Patrick took the cup from her. “Thank you.”
“I hope you can actually shoot that thing.” She pointed to the rifle. “I went out on a limb persuading them to let you have your turn at the watch.”
“I can shoot it.”
She smiled. “Not that I think we’ll have any trouble with tigers. For the most part, they stay clear of humans.”
Well, there went Patrick’s chance at glory.
“Shall I sit with you tonight?” Linley asked. “I’d like to, if you don’t mind.”
“I rather hoped you would.”
“You know, Patrick,” she said, picking at a blade of grass. “I’m so glad you came here. Without you, I wouldn’t know what to do with myself.”
“You’d get on. Time and absence have a way of working things out.”
“Why do you think you are so dispensable to me?” she asked. “Am I replaceable in your heart? Will I be that easy to forget about when you go home?”
“Linley…”
“Sometimes I forget that I am one of dozens of girls who have passed through your life.”
“Five,” he said.
“What?”
“You talk to me about memory, yet you forget entire conversations,” Patrick said. “Remember at the Museum? You asked me how many women I’d been with. I told you five. Not dozens. Only five.”
“Did you love any of them?”
“I cared for all of them,” he said.
“That isn’t what I asked.”
Patrick sat silent for a moment. “No. I did not love them.”
“Do you believe in love?”
“I want to.”
Linley resumed picking at the blade of grass. “I want to, too.”

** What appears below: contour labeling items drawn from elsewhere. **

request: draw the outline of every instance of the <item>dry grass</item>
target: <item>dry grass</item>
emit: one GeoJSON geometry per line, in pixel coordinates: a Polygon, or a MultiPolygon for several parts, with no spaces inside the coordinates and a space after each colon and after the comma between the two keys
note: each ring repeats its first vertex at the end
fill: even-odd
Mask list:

The last rays of the sun disappeared from the sky. Only the glint of moonlight on waving grass moved across the landscape.
“Do you think your sister loves Hereford?”

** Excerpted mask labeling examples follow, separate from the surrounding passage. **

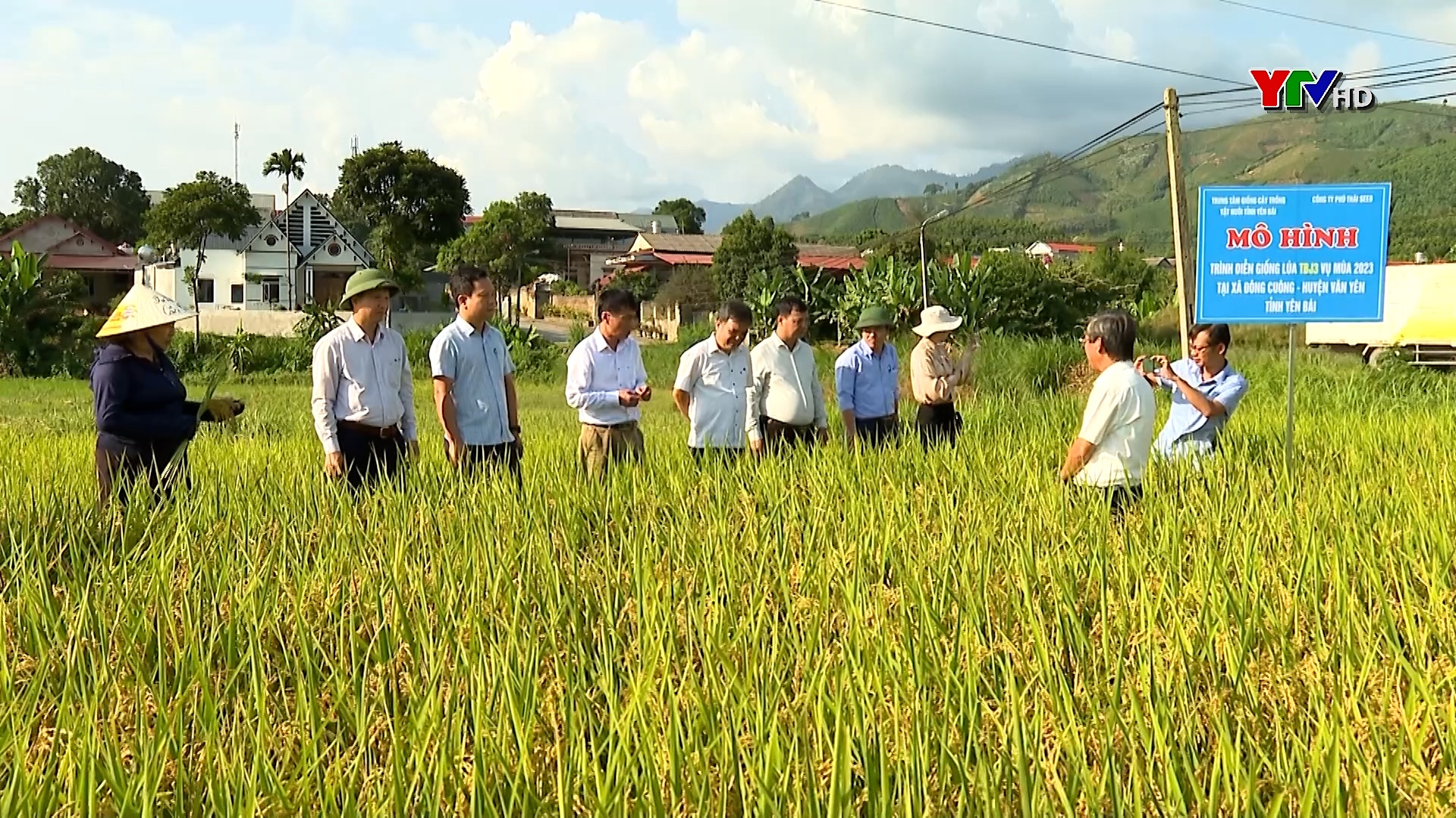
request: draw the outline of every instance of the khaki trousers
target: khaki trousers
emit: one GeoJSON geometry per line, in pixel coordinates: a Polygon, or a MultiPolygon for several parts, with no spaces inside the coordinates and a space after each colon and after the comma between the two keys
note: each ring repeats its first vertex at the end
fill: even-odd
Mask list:
{"type": "Polygon", "coordinates": [[[646,451],[642,429],[636,424],[620,426],[581,426],[581,466],[597,477],[607,473],[612,463],[641,460],[646,451]]]}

Patrick swiveled his head to look at her. “I have no idea. Why?”
“It just seems that no one ever expects to marry for love anymore,” she said. “That romance only belongs in fairy tales and spinster novels.”

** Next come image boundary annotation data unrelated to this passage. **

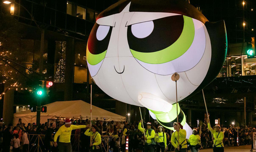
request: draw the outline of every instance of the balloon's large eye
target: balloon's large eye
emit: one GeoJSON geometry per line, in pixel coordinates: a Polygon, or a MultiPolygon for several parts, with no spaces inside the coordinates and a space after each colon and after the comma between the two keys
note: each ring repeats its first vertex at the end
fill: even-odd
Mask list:
{"type": "Polygon", "coordinates": [[[88,39],[86,59],[92,76],[97,74],[105,58],[112,27],[95,23],[88,39]]]}
{"type": "Polygon", "coordinates": [[[180,56],[195,36],[192,19],[172,16],[128,26],[128,43],[134,56],[143,62],[162,64],[180,56]]]}
{"type": "Polygon", "coordinates": [[[105,57],[112,27],[96,23],[88,39],[86,58],[91,65],[96,65],[105,57]]]}

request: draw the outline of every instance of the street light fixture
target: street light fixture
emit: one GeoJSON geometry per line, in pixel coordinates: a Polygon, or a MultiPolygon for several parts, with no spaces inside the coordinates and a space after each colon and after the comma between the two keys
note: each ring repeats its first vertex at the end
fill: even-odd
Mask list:
{"type": "Polygon", "coordinates": [[[3,2],[3,3],[4,3],[5,4],[9,4],[10,3],[11,3],[12,2],[9,1],[5,1],[4,2],[3,2]]]}

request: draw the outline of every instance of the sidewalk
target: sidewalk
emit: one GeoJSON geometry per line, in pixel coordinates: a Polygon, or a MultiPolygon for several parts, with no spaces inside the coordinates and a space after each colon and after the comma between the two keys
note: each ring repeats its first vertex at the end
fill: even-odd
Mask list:
{"type": "MultiPolygon", "coordinates": [[[[224,151],[225,152],[250,152],[251,145],[240,146],[234,147],[225,147],[224,151]]],[[[256,149],[253,149],[253,152],[256,152],[256,149]]],[[[189,152],[190,152],[189,151],[189,152]]],[[[212,148],[202,149],[199,150],[200,152],[212,152],[212,148]]]]}

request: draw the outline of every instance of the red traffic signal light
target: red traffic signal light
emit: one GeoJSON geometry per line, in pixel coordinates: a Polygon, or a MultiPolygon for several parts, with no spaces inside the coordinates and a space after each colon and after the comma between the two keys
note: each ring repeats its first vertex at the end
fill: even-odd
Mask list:
{"type": "Polygon", "coordinates": [[[47,81],[46,82],[46,87],[50,87],[52,86],[53,84],[53,83],[51,81],[47,81]]]}
{"type": "Polygon", "coordinates": [[[47,112],[47,107],[42,106],[41,107],[41,112],[42,113],[46,113],[47,112]]]}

“People like Hereford, and Georgiana, and myself don’t have the freedom to marry for our hearts. We must wed for practical reasons. To dream of anything more only leads to heartache and disappointment.”
“So you had no problem marrying your sister off to a man she did not love, and who probably would not love her?”
Patrick frowned. “Georgiana wanted to marry Hereford. It was her idea,” he explained. “She was expected to marry a cousin of ours. It was all but arranged. At the last minute, I told her I would not hold her to the agreement if she did not want to go through with it. So she didn’t. She married Hereford instead.”
“Maybe they were in love, after all,” Linley said, smiling.
“You’re awfully romantic for someone who casually talks of taking lovers—or do you not remember that day in the garden either?”
“I remember.”
“As I told you, I’ve had five lovers and never loved any of them,” he explained. “The emotion of love and the sexual act are two completely separate things. You’d do good to keep that in mind when the time comes and you want to give yourself over to a man.”
“Is that why you got so upset that afternoon?” Linley asked. “Because you thought I’d go to bed with a man believing it would make him love me?”
“No. I was upset because you should not be discussing sex with me. Just as you should not be doing it now. If I were a gentleman at all, I would end this conversation.”
“…So you’re not a gentleman?”
“I am a gentleman.”
“And this conversation is over?”
“Precisely.”
Linley smiled in the dark, certain that he was smiling, too.
***
“Are you asleep?” she asked him.
“No. Why?”
“You got quiet.”
Patrick shifted against the tree trunk he leaned against. “I’m not asleep.”
Linley looked up at the moon, guessing at the time. “In an hour or two, go and wake Reginald. He will come to relieve you.”
“For the rest of the night?”
“Yes.”
“No one told me that,” he said.
“Probably because they wanted you to stay up the entire time.”
Patrick moved the rifle from across his lap and placed it on the grass beside him. “I really hate your friends.”
“Don’t worry,” Linley said, laughing. “They hate you, too.”
“I’m going numb. Would you like to stretch out with me?”
They shifted away from the tree trunk and lay on their backs. The tall grass formed a cocoon around them, leaving only the most beautiful view of the moon above their heads.
Linley rested her head beside Patrick’s. “I want to live up there.”
“Where?”
“On the moon,” she said.
Patrick crossed his hands behind his head, letting Linley use his underarm as a pillow. He watched the clouds move across the sky, thinking it was a perfect night.
“I’d like to kiss you,” he whispered. When Linley did not answer, he thought she might not have heard him. “I would like to kiss you.”
“I know,” she said, her own voice barely above a whisper.